The “death” of the devil in people’s minds is accelerating the “death” of God in de-Christianized Western societies.

 

Father François-Marie Dermine, promoter of an annual international course on exorcism in Rome, discusses his recent popular work about the devil, offering keys to discernment on this controversial and sensitive topic in this article in the National Catholic Register.

Fr François-Marie Dermine OP says: 

"If the figure of the devil is missing, one also loses sight of the figure of God itself. In this sense, the death of the devil can accompany or precede or favor that of God because it makes the concept of God very abstract. It makes faith arid and intellectualistic and makes us forget that we really need to be saved, helped and protected by the Lord. We must bear in mind that our faith consists in the effective presence of a loving God, and reasoning is not always the best way to reach God."

In response to the question of why he decided to write a new book: Ragioniamo sul demonio. Tra superstizioni, mito e realtà (“Let’s Reason About the Devil: Between Superstitions, Myths and Reality”), which was written in a question-and-answer format and seeks to inform the public — believers and nonbelievers — about the nature and scope of Satanic activity at a time when the devil’s very existence is being increasingly questioned, Fr François-Marie explained:

I am an exorcist, and it really hurts me to hear people in general and priests in particular deny the concrete action of the devil in our lives. I couldn’t stand this situation anymore. It is the fundamental reason why I wrote this book. Faith deprived of the belief in the existence of the devil is not genuine because the existence of angels is a truth of faith, and the devil is a fallen angel. I am very clear from this point of view. Whoever denies the existence of the devil is a heretic. Obviously, the devil is not at the center of the faith, but his figure is indispensable to understand the mystery of faith.

I sometimes wonder how a priest can remain faithful to his vocation without believing in the devil. It makes him a kind of social worker, but nothing more.

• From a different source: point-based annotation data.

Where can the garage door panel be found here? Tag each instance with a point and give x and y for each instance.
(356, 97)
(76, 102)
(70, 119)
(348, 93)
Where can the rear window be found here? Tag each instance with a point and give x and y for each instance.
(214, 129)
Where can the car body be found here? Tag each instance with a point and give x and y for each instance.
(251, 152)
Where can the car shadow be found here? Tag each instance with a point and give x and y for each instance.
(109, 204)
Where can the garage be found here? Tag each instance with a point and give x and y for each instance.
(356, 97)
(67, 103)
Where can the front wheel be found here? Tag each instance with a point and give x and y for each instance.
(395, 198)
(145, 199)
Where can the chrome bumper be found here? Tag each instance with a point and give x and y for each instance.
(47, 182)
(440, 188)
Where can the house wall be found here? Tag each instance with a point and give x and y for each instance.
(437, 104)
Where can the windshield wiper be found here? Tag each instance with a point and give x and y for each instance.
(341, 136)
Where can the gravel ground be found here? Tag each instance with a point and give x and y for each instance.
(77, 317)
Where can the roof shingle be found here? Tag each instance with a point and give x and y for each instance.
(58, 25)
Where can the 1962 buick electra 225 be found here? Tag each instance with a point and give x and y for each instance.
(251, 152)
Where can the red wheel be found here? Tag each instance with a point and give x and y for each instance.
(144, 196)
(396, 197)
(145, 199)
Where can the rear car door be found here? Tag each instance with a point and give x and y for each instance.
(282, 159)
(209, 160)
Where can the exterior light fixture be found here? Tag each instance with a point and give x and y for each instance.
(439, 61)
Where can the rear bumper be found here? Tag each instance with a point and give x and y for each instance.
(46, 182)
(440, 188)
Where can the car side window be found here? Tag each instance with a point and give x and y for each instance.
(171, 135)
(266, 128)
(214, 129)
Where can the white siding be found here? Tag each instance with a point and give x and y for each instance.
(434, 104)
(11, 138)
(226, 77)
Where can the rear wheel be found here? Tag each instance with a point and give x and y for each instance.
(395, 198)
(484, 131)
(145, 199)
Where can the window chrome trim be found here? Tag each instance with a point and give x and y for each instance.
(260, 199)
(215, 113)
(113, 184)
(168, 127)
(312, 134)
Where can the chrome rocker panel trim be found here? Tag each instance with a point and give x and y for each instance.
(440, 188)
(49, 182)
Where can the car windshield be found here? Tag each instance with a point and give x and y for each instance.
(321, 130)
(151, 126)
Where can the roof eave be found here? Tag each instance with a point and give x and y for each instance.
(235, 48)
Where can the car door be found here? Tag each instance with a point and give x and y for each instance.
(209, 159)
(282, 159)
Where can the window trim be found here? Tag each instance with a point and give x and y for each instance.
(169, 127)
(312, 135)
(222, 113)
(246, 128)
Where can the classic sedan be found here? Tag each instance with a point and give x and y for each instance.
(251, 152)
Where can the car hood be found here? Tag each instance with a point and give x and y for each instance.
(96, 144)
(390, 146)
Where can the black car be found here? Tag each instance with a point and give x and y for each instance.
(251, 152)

Asked whether those who have a rooted life of prayer be the victims of third parties who resort to occult practices Fr François-Marie responds:

"Yes, unfortunately. This fact has been confirmed by my own experience. Everyone can be a victim of evil. But it is obvious that it is more difficult that a person who tries to live an honest life in the grace of God become prey to the devil. However, I have followed devout Christians who were under his grip. But if this happens, if God allows it, it is to enable these people to come to a greater good."

It might be a worthwhile read for Fr Paul Fox in Rayleigh!